Yin; pasif, edilgen, yumuşak, soğuk, kış, nemli, tepkisel, ölüm, gece, karanlık, sağ beyin, negatif, ay, içsel,
Yang; aktif, etken, sert, sıcak, yaz, kuru, etkisel, yaşam, gündüz, aydınlık, sol beyin, pozitif, güneş, dışsal,
kavramları ile tanımlanan niteliksel türde enerjilerdir.

Böylelikle, dişil kutup olan Yin; içe dönük, duyguların yöneliminde, durağan, koruyucu, besleyici, birleştiren, bütünleştiren unsurlara sahip olan enerjilerin, eril kutup olan Yang ise dışa dönük, ayırıcı, hareket içeren, aktif, mantıksal, yönetimsel, eylemsel unsurlara sahip olan enerjilerin meydana getirdiği biçim ve davranış modellerini açığa çıkarırlar.

Koç, İkizler, Aslan, Terazi, Yay, Kova burçları Yang (eril) enerjiler taşıyan, Boğa, Yengeç, Başak, Akrep, Oğlak, Balık Yin (dişil) enerjiler taşıyan burçlardır.

Herbirimiz kendi içinde yaratılışın özü olan bu iki enerjinin özütünü taşırız. Birbiri ile zıt olan bu nitelikler birbirlerini bütünleyen iki unsur olarak mükemmel tamamlanmanın sürekliliğini ve dengesini oluştururlar. Kişinin yaratılışı hakkında bir kaynak olan astroloji bu iki enerjinin döngüselliğini ve niteliklerini yansıtan bir ilimdir. Yaşam içerisinde kişinin dişil ve eril yönlerini benimsemesi, bütünleşmesi, kendi doğasını anlaması karşıtlıkların birbirine dönüşmesini ve aslolan dengenin oluşmasını sağlayacaktır.

Yin ve Yang evrende her oluşun 4 temel element ile varolduğunu söyler. Bu 4 element, Ateş, Hava, Su ve Toprak, yin-yang enerjisinin dönüşümsel niteliklerini taşıyan unsurlar olarak döngüsel süreci oluştururlar. Su ve Toprak, Yin enerjisinin özelliklerine, Ateş ve Hava, Yang enerjisinin özelliklerine sahip olan elementlerdir. Burçlar olarak baktığımızda;

Koç, Aslan, Yay, Ateş Elementi
Boğa, Başak, Oğlak, Toprak Elementi
İkizler, Terazi, Kova, Hava Elementi
Yengeç, Akrep, Balık, Su elementi nitelikleri taşıyan burçlardır.

Konfüçyüs, ülkesi olan Çin eski kaynak ve geleneklerini de birleştirerek ortaya koyduğu evrenin yaratışı ile ilgili felsefesinde Yin ve Yang unsurlarını temel almış, tüm bu unsurların arasında sağlanacak olan dengenin önemini vurgulayan bir görüş ile en doğru, en esas olanın orta yoldan gitmek olduğunu vurgulamıştır.

Kadim Çin felsefesinde, bazı antik uygarlıklar ve mitolojide dört elementin dışında bir 5. element olduğundan bahsedilir.

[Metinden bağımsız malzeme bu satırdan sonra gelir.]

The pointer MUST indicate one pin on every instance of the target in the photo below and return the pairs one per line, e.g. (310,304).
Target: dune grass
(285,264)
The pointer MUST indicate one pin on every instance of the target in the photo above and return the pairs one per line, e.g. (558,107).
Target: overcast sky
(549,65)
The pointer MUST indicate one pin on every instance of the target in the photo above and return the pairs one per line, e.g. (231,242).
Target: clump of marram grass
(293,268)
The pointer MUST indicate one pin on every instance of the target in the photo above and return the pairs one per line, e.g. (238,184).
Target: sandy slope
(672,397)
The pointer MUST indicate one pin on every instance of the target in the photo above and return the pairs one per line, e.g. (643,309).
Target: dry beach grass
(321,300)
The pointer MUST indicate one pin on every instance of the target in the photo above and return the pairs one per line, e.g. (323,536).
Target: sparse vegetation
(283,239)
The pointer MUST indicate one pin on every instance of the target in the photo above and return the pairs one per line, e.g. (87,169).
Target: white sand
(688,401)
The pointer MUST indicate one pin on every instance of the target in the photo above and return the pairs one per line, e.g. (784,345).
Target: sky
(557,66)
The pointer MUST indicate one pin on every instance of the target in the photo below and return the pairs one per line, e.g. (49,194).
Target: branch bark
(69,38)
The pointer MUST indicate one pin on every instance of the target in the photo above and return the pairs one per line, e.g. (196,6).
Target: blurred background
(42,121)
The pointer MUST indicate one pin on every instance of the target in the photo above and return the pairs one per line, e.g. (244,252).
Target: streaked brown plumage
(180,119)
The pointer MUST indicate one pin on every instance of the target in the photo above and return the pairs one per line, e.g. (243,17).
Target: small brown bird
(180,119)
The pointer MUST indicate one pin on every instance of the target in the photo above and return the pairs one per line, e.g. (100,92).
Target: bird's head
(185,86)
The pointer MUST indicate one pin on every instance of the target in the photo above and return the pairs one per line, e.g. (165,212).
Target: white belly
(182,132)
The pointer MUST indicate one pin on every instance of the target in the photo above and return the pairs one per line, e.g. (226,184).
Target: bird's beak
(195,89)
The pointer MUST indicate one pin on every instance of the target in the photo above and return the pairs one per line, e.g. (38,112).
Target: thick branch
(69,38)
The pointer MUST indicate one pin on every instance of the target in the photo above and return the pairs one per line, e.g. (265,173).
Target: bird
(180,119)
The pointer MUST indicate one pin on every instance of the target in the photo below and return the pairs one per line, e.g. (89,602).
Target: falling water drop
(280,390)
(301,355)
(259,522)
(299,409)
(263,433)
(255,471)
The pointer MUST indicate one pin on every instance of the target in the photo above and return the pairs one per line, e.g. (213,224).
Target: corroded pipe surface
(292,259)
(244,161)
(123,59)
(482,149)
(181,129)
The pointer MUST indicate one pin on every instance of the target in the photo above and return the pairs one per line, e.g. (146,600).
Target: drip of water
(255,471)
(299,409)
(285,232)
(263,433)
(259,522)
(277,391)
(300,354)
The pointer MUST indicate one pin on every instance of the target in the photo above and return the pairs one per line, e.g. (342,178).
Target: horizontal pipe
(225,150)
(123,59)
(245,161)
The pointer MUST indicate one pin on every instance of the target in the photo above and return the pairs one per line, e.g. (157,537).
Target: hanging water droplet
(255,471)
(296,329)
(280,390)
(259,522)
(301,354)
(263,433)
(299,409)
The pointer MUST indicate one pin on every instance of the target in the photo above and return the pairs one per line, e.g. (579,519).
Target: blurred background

Çin felsefesinde Odun elementi olarak tanımlanan 5. element, Yunan filozof Plato’ya göre ether (aether) unsur taşıyan süptil halde olan, diğer elementlerden farklılık gösteren unsur olarak nitelendirilmiştir. Platon’un öğrencisi, Aristo’da öğretilerinde 5. unsur üzerinde durmuş yalnız o öğretmeni Platon’dan faklı olarak 5.elementi, insanın 5 duyu organı ile algılanmasının mümkün olmadığı ve diğer 4 element üzerinde yetkin olan unsur olarak nitelemiştir. Hint kaynaklı öğretilerde Akaşa adı ile geçen 5. unsur, ezoterik ve teozofist kaynaklarda beden ile ruh arasında bağsal varolan süptil halde bulunan ve yaratılışın ilk maddesi olarak değerlendirilmektedir.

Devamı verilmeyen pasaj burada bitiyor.